Вот и сейчас — еще полторы недели назад на улице стоял пазимник, листья мирно желтели и краснели, расцвечивая школьный двор этими двумя колерами. Эльфы только вздыхали, глядя, как гном-завхоз, ругаясь в бороду, сметает всю эту красоту в кучу и после испепеляет ее единой искрой. А в прошлое воскресенье с севера подули ледяные ветры, мигом содравшие с деревьев всю оставшуюся листву. Небо затянуло серым, оттуда немедленно повалил снег — белый и пушистый, вызвавший у эльфов очередные неуемные восторги. Я утешила себя мыслью, что этот снег — первый, а значит, растает через пару дней.

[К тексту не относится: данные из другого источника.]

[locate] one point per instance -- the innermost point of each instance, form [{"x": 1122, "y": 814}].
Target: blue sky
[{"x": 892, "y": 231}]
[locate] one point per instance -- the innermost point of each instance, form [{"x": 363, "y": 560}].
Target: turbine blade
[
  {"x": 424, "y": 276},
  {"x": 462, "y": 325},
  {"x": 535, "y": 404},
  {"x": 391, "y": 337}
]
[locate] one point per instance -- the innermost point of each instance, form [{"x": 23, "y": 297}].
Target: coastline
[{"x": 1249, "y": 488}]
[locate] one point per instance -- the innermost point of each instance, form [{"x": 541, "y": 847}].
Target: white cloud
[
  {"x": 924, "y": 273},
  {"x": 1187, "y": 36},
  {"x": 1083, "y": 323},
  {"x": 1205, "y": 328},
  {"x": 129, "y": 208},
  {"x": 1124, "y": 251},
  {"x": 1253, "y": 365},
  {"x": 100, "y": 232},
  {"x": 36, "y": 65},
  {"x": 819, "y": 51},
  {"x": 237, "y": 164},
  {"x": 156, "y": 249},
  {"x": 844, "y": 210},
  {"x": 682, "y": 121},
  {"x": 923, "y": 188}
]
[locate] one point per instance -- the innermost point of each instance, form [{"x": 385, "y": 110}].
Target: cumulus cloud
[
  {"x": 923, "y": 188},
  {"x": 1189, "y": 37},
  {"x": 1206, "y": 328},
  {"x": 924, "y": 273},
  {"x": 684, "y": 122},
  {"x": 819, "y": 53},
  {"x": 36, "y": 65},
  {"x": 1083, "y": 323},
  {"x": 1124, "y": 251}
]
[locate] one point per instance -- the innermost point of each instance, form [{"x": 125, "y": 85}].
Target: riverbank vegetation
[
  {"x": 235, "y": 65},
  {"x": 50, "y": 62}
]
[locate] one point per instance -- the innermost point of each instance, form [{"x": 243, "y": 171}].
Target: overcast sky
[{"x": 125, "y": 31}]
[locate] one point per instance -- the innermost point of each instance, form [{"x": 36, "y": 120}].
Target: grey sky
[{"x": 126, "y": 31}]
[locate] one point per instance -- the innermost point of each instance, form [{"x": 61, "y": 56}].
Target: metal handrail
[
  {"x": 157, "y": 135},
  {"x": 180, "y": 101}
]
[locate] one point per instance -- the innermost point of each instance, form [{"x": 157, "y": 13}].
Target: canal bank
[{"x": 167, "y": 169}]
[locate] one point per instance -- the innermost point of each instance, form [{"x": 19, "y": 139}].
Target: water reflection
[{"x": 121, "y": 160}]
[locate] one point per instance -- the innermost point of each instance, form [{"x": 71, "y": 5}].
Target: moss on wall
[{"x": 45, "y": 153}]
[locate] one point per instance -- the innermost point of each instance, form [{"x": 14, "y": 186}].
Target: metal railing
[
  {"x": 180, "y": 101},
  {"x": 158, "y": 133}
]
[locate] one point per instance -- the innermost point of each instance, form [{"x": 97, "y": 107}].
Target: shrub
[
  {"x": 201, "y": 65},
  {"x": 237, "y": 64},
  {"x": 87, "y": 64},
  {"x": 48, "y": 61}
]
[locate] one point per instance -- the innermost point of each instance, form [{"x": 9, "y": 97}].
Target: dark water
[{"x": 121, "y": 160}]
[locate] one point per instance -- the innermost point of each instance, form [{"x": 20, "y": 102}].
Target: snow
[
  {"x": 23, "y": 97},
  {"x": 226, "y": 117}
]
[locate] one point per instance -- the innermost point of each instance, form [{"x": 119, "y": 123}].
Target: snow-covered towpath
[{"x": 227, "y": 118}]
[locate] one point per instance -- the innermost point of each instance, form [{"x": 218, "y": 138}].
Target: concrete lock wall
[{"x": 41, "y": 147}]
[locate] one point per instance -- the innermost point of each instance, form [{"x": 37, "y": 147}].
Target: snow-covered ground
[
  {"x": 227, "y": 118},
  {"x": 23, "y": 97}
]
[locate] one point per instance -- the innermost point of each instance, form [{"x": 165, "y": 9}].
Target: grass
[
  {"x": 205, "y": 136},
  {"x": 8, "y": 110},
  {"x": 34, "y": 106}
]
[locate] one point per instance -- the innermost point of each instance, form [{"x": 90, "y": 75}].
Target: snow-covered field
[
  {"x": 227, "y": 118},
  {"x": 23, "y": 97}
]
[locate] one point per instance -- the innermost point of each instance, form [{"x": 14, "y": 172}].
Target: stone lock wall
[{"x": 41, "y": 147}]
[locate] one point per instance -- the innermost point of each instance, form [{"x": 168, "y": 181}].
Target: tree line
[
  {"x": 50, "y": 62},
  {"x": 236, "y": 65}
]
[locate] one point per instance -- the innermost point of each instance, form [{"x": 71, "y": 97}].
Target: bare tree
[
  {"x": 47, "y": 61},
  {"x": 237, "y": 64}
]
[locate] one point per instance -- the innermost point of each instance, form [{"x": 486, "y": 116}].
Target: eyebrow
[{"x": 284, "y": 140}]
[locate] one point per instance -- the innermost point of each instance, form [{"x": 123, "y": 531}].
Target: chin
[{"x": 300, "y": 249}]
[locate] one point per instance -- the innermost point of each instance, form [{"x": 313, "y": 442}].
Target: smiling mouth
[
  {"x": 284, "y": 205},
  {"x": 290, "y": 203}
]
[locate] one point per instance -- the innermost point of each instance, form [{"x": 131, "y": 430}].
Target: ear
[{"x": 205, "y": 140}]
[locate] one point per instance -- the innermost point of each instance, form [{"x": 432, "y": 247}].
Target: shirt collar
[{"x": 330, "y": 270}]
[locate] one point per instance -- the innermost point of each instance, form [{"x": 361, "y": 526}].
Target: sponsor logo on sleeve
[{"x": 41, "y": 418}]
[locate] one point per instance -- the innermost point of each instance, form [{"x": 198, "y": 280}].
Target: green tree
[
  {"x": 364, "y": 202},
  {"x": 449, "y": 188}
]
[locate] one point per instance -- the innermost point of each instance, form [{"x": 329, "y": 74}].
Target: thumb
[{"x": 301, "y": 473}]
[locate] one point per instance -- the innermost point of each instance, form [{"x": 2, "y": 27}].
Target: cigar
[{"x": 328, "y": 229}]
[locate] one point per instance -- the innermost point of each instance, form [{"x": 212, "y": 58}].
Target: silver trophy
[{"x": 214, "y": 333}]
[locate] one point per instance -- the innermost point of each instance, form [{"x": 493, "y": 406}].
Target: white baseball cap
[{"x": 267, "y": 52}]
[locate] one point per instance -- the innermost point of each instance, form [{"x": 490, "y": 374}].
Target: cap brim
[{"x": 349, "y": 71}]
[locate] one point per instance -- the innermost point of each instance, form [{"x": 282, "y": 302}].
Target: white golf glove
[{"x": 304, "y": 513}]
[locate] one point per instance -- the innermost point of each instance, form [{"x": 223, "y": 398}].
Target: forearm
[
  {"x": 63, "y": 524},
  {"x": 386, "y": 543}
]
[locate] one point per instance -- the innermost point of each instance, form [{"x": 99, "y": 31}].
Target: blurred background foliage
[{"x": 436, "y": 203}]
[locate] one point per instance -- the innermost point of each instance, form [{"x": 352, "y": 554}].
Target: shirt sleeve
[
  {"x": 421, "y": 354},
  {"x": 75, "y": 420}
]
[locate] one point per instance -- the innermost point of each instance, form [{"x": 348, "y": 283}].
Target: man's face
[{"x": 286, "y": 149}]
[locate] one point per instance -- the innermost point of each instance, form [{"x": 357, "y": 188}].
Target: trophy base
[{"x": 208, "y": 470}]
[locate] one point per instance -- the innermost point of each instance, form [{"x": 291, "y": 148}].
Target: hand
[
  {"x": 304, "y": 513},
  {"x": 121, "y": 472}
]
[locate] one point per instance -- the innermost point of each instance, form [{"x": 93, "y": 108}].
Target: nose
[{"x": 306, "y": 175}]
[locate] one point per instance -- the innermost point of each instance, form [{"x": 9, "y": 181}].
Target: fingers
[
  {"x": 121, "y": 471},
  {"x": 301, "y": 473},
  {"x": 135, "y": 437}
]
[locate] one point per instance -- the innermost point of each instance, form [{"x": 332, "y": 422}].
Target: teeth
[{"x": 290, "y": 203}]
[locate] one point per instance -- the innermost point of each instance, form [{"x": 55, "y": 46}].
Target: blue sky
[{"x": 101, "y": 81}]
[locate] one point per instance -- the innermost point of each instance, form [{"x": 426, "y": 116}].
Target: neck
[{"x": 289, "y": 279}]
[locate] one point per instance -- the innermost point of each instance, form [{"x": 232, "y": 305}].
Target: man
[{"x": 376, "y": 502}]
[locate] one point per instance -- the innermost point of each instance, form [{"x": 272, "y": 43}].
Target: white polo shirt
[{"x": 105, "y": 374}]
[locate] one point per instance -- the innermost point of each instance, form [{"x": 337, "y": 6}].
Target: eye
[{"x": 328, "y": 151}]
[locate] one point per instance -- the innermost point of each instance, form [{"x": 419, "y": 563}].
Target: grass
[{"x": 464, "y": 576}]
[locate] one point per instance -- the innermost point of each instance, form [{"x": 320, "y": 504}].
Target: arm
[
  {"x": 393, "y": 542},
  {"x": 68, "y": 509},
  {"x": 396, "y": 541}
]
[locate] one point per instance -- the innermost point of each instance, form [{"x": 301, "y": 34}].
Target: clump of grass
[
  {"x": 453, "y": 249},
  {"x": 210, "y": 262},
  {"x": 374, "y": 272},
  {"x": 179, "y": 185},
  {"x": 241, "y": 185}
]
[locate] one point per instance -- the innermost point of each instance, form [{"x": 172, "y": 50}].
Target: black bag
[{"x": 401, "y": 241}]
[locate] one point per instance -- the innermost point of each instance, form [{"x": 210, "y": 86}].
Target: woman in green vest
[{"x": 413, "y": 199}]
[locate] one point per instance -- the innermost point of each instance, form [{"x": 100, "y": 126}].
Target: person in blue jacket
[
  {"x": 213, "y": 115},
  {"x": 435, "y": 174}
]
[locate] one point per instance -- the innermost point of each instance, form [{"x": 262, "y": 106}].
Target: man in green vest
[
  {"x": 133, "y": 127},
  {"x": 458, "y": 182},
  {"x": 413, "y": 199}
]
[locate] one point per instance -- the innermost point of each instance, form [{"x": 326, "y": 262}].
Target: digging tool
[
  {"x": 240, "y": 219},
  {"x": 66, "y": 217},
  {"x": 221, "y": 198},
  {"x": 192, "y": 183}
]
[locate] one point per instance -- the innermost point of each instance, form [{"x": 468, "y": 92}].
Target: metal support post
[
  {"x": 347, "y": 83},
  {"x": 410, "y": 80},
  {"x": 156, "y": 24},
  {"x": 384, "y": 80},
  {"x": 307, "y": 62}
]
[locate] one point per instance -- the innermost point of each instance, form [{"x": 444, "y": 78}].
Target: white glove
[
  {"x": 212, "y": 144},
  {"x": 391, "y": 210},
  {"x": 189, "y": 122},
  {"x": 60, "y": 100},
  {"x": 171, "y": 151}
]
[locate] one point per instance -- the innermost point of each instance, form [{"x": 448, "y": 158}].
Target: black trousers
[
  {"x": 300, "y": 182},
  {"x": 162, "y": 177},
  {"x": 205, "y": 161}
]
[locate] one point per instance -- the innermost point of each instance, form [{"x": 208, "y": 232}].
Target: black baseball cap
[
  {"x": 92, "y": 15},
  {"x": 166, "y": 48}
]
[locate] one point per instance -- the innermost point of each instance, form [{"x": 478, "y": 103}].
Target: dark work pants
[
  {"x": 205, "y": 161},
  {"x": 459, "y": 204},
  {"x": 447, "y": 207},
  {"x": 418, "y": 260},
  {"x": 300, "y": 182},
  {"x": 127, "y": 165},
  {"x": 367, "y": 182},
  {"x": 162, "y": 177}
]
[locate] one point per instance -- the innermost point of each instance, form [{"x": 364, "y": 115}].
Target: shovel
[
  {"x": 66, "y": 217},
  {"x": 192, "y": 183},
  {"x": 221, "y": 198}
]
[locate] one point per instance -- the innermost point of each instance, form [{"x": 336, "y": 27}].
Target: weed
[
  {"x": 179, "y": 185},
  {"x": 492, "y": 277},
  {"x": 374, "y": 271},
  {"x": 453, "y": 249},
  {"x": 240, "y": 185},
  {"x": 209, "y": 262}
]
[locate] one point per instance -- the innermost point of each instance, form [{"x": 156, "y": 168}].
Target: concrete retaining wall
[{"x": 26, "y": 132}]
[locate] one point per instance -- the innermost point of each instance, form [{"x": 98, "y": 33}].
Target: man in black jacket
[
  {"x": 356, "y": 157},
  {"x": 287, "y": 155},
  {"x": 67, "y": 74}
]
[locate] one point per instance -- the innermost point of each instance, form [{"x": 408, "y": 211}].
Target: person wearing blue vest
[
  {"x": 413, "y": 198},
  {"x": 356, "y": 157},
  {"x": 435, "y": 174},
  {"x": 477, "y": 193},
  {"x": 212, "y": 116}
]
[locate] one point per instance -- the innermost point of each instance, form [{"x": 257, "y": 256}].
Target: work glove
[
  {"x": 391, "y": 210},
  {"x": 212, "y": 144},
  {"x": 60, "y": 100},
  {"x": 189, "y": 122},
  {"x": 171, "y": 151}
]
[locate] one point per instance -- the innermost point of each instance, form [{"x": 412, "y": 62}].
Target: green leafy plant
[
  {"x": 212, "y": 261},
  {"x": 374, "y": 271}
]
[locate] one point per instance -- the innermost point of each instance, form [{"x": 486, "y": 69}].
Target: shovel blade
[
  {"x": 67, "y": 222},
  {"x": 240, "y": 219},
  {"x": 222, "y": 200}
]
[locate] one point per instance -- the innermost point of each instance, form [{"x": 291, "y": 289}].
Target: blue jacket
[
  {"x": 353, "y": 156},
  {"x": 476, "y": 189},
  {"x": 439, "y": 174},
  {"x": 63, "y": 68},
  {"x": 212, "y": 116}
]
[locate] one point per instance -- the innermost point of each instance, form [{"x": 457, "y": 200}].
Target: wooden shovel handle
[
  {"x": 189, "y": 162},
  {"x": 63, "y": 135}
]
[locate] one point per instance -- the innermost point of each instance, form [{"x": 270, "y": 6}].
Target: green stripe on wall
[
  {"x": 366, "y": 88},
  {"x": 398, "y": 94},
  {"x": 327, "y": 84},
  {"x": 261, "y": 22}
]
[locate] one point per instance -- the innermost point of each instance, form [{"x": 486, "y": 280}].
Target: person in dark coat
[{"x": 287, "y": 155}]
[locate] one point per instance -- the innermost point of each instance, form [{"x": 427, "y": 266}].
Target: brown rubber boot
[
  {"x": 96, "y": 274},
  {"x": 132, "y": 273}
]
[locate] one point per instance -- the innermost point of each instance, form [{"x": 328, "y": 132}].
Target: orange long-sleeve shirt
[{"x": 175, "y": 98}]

Ага, держи карман шире! Ни мрыса он не таял, только еще больше валил из туч; к пятнице он уже лежал этакими славными сугробами, а в ночь на субботу разыгралась самая настоящая, хотя и маленькая, метель. Она так стучала в запертые ставни, что Полин стонала во сне, невнятно бормоча что-то вроде: «Ну хватит долбиться, заходи уже!»

А сейчас был вечер, и была суббота. И было тридцать первое пазимника, испокон веку отмечавшееся в Лыкоморье под благозвучным названием Савайн.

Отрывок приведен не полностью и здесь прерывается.